Yonghua Han, Tao Zhang, Paradee Thammapichai, Yiqun Weng, Jiming Jiang
Genetics 2015 v.200 no.3 pp. 771-779
Cucumis hystrix, Cucumis sativus, bioinformatics, biotin, chromosome mapping, chromosomes, cucumbers, digoxigenin, fluorescence in situ hybridization, genome, hybrids, meiosis, oligonucleotides, wild relatives
Chromosome-specific painting is a powerful technique in molecular cytogenetic and genome research. We developed an oligonucleotide (oligo)-based chromosome painting technique in cucumber (Cucumis sativus) that will be applicable in any plant species with a sequenced genome.

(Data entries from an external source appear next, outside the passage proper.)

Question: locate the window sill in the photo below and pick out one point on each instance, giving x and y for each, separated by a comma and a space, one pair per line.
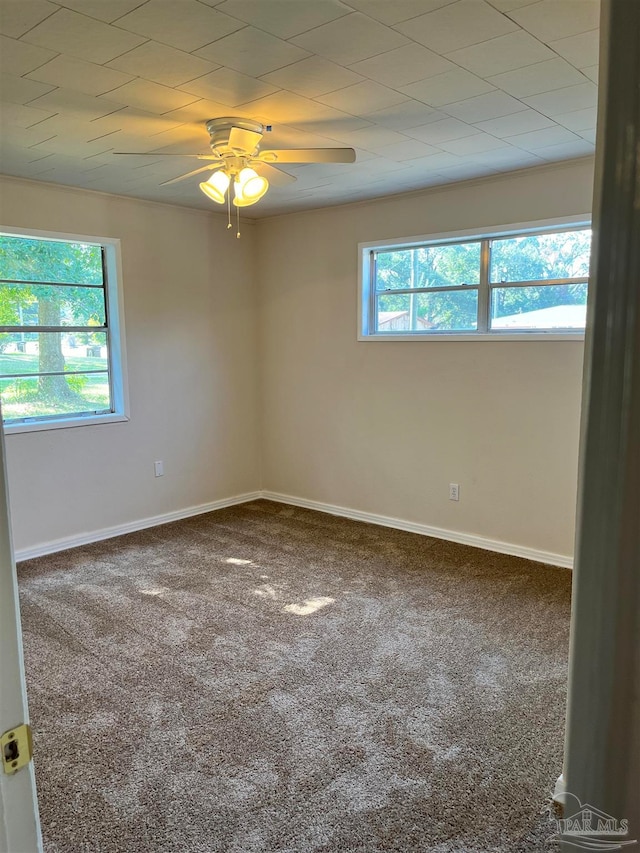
64, 423
473, 337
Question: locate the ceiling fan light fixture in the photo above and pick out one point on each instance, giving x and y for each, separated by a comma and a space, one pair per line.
216, 187
249, 187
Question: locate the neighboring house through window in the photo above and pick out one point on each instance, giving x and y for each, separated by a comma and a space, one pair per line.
511, 283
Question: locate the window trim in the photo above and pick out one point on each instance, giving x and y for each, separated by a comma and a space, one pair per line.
115, 335
366, 287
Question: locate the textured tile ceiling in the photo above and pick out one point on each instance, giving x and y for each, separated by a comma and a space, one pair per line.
427, 91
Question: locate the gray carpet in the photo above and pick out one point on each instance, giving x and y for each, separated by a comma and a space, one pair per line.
265, 678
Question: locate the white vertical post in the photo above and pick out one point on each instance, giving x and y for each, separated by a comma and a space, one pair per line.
602, 753
19, 821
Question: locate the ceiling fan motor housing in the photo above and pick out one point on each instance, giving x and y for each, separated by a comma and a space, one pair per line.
219, 130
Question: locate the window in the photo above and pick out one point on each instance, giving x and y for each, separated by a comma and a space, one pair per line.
514, 283
60, 346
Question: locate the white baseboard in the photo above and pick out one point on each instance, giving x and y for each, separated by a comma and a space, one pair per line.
368, 517
425, 530
130, 527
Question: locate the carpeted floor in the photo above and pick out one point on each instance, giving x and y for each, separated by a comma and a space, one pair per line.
265, 678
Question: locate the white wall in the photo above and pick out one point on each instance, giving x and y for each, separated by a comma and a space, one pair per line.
383, 427
191, 322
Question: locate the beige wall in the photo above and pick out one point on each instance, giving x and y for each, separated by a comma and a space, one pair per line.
227, 373
190, 320
383, 427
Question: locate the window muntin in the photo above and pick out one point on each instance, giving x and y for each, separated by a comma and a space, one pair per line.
519, 283
57, 345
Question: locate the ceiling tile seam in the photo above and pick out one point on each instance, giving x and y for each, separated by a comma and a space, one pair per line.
559, 55
26, 32
135, 8
522, 27
404, 20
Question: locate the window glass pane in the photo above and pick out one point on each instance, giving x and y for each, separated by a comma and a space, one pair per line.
456, 311
556, 306
26, 259
42, 396
52, 352
428, 266
536, 257
38, 305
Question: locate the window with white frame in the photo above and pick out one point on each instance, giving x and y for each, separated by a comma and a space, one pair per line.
520, 283
61, 359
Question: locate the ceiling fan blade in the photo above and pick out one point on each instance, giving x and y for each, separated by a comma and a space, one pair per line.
210, 166
308, 155
160, 154
276, 177
245, 140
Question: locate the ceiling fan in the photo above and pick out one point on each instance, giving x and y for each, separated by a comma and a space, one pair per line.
236, 160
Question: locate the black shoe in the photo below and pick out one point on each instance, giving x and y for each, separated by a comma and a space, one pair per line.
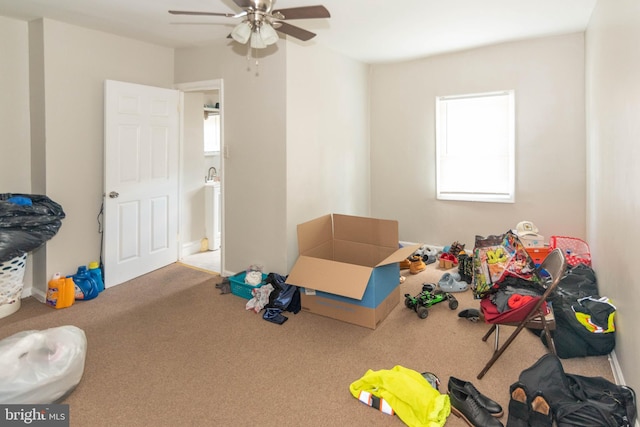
471, 314
540, 415
519, 412
465, 407
490, 405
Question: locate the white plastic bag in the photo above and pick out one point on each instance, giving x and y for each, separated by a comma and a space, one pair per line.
40, 367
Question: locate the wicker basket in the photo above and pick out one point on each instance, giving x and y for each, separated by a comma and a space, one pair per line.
11, 284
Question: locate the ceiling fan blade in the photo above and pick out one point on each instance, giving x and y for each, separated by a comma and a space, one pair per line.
188, 12
293, 31
304, 12
243, 3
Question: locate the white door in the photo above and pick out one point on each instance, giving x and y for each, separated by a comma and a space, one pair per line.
141, 180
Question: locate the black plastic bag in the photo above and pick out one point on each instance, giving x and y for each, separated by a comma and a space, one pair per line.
578, 400
24, 228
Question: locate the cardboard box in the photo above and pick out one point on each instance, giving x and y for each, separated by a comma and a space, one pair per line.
348, 268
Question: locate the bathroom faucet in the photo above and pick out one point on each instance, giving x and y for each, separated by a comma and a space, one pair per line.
211, 177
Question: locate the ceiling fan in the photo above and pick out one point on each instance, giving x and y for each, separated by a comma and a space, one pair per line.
260, 21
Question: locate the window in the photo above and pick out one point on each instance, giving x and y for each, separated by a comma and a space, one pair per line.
475, 147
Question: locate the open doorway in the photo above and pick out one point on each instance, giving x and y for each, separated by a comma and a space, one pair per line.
202, 176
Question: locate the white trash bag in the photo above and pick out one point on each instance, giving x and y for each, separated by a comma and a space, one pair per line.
41, 367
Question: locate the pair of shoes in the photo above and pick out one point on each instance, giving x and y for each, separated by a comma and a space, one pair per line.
528, 410
404, 264
464, 406
417, 265
490, 405
450, 282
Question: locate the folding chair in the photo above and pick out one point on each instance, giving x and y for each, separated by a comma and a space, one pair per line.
552, 269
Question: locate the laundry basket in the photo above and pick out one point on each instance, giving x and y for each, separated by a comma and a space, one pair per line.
575, 250
11, 284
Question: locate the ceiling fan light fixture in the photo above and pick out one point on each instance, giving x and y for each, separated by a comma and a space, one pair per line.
242, 32
268, 34
256, 41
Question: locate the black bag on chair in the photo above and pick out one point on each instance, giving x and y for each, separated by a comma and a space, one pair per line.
580, 401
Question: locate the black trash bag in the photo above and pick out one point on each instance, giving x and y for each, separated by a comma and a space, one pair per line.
24, 228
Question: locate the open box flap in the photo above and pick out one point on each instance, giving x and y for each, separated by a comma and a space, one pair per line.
315, 233
377, 232
337, 278
399, 255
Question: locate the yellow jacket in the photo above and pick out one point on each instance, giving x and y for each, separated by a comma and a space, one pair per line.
410, 395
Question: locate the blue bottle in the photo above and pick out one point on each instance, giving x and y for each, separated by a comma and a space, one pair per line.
86, 287
96, 273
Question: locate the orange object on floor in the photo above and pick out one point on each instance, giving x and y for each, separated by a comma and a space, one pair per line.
404, 264
417, 265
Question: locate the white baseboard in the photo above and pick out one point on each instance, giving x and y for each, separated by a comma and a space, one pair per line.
191, 248
617, 374
615, 367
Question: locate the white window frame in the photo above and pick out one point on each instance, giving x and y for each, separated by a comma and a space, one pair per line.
459, 166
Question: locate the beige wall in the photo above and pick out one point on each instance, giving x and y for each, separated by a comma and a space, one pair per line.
548, 78
15, 146
613, 129
327, 137
15, 172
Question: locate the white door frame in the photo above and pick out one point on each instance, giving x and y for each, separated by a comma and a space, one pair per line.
201, 86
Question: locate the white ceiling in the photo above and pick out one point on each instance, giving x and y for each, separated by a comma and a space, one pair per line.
371, 31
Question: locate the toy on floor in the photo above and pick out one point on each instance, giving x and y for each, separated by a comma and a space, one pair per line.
470, 314
428, 297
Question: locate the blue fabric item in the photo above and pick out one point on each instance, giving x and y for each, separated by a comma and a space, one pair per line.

Oligos specific to a single chromosome of cucumber were identified using a newly developed bioinformatic pipeline and then massively synthesized de novo in parallel. The synthesized oligos were amplified and labeled with biotin or digoxigenin for use in fluorescence in situ hybridization. We developed three different probes with each containing 23,000-27,000 oligos. These probes hybridized specifically to a single cucumber chromosome and were used to paint homoeologous chromosomes in other Cucumis species which have diverged from cucumber for up to 12 million years. The bulked oligo probes can be used to effectively paint and track a single chromosome in early meiosis and were used to precisely map the pairing of a single pair of homoeologous chromosomes in a hybrid between cucumber and its wild relative Cucumis hystrix.